Prior to Cleanlab, Co-Founder and Chief Scientist Jonas Mueller built Amazon’s auto-ML solution, used by all AWS auto-ML jobs today. Co-Founder and CTO Anish Athalye holds 5k+ citations for several groundbreaking works demonstrating where AI solutions are broken and how to improve them. By coupling Curtis’s work to auto-fix issues in most datasets with Jonas’s work to auto-train ML models on any dataset with Anish’s work in secure systems, the team was able to create Cleanlab Studio to achieve its mission to make AI more accessible and more effective for humanity.

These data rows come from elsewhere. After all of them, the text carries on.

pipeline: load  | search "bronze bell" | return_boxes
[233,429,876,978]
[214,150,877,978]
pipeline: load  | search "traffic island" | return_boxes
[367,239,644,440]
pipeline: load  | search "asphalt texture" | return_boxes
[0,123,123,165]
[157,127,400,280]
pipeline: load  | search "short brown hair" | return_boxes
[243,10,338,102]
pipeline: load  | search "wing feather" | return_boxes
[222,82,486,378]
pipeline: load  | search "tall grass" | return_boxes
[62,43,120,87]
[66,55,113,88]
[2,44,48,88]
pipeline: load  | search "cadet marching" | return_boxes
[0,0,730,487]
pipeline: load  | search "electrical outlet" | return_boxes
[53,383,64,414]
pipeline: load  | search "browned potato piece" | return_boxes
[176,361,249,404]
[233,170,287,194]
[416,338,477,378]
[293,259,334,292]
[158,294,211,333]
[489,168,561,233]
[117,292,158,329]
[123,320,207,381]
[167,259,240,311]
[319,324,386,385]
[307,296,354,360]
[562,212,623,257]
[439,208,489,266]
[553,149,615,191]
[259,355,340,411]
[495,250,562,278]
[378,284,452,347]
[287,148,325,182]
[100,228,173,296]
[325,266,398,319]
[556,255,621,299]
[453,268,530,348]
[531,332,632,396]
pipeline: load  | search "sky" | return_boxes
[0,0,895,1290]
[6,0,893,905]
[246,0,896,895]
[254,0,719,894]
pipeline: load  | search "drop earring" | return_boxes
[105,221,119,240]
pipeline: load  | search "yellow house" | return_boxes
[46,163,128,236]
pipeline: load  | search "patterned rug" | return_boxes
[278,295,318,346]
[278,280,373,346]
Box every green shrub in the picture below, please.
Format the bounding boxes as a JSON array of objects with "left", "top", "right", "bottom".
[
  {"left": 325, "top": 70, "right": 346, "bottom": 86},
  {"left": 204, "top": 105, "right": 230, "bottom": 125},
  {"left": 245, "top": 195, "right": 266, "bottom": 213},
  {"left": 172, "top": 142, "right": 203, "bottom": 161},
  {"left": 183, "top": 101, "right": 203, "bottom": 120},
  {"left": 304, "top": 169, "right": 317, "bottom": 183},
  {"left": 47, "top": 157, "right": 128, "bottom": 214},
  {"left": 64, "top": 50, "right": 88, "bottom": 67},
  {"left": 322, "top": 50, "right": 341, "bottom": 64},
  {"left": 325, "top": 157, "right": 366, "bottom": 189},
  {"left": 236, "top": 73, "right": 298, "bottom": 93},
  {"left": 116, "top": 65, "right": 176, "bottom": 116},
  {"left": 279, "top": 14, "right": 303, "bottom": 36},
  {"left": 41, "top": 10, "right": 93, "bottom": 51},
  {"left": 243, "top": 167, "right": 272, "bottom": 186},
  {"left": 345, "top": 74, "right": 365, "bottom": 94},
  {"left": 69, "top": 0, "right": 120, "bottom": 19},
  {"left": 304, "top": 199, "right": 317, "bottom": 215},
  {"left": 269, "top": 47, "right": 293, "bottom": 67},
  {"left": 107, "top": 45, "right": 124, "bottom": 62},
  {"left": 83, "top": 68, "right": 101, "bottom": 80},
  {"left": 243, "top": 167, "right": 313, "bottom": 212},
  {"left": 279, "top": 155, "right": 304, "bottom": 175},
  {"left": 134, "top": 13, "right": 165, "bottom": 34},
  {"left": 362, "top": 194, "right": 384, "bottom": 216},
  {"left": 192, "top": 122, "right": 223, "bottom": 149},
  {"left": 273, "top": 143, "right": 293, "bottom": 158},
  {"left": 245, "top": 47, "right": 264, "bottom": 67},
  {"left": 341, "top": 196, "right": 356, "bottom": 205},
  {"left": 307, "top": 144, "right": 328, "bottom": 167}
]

Cleanlab Studio integrates with most common data and ML workflows, uploading large datasets at internet-bandwidth times, and scales for enterprises.

On June 1, 2023, Databricks announced its partnership with Cleanlab to bring automatic data correction to both structured and unstructured datasets via the Databricks platform through the Cleanlab Studio integration.

In 2021, Cleanlab was nominated for the best paper award at NeurIPS. In 2022, Cleanlab published 5 peer-reviewed papers NeurIPS and ICML conferences/workshops and in 2023, Cleanlab’s executive team taught MIT’s course on Data-centric AI.

Cleanlab is actively working with organizations training large models or developing business intelligence and analytics solutions on image, text, tabular, and other types of data.